The manager laughed scornfully.

“He drinks, my dear lady. He drinks. He’s only just out of an inebriates’ home. But don’t alarm yourself. If he’s watched, I dare say we shall manage all right. I hope to goodness we shall! Don’t look so scared. Smith has charge of him, and he is accustomed to the job. He was quite sober last night. I hear he always is after an outbreak. You’re going home? Well, I think you’re right. Yes, very cold here now. Quite right not to stop. See you again later.”

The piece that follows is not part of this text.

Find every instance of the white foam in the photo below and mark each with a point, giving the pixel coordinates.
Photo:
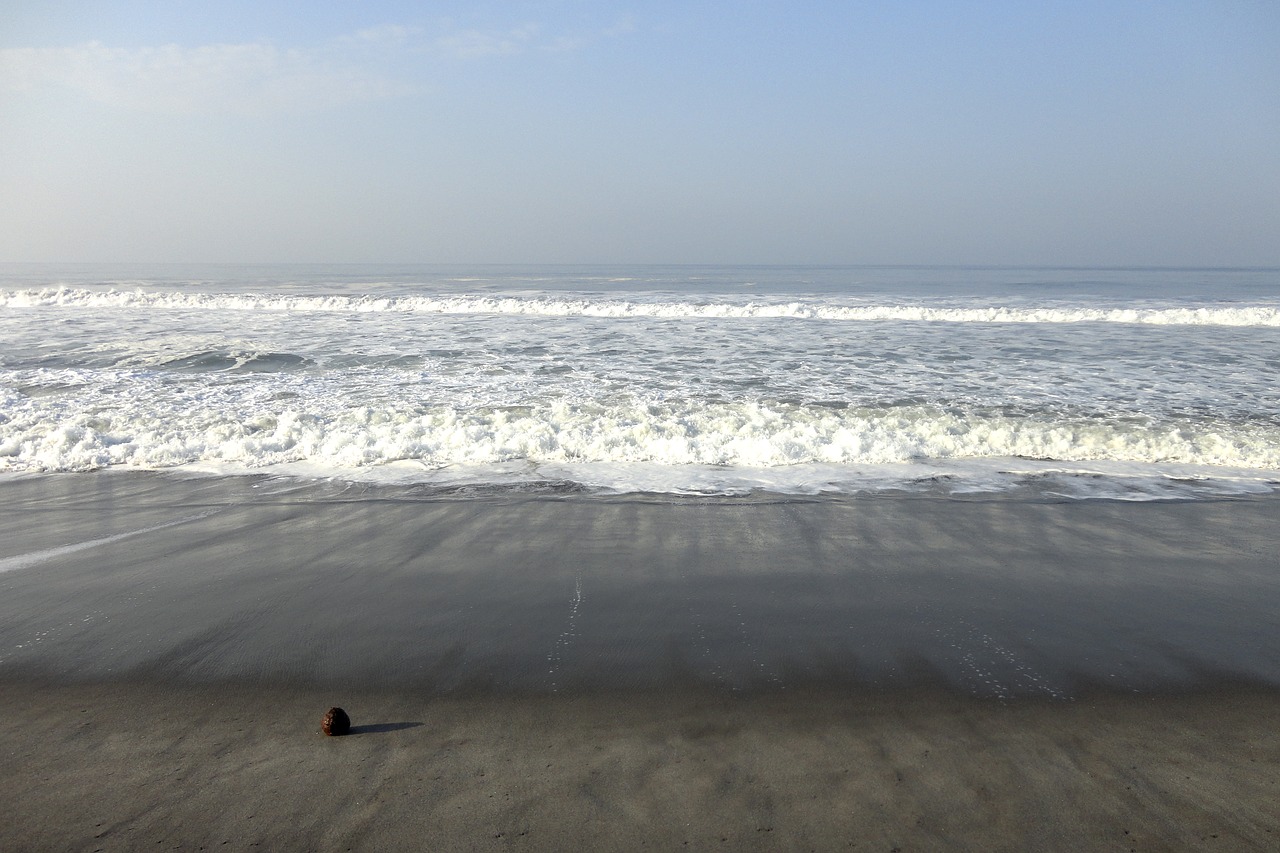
(1203, 314)
(636, 445)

Marion drove home and shut herself up in her room. There was no need to lock the door. She was alone in the world, alone in her handsome, empty house, where she had always been alone, even before her aunt died and left it to her…. She would always be alone now. Only yesterday she had hoped–what had she not hoped! She had seen him there in imagination changing this weary house into a home, brilliant and faulty as ever, lovable as ever, beloved as ever, surrounded by her lavished adoration. She had seen their children running along its wide passages, playing in its empty hall.

And now.

He drank.

She shuddered. She had seen drink once. She knew. Never while she lived would she forget what her home had been like. The past crowded back upon her with all its vileness and nausea, all its unspeakable degradation and violence, wrapped up with maudlin sentiment and cheap tears. The sweat stood on her forehead.

What an escape she had had! To think that if it had not been for that chance word of the manager’s she would by now have pledged herself irrevocably to a drunkard, waded back into the slough from which she had emerged. Oh, what a merciful fate it had been, after all, which had parted them! How faithless she had been all these years! How little she had realised how the divine love and wisdom had watched over her, had shielded her!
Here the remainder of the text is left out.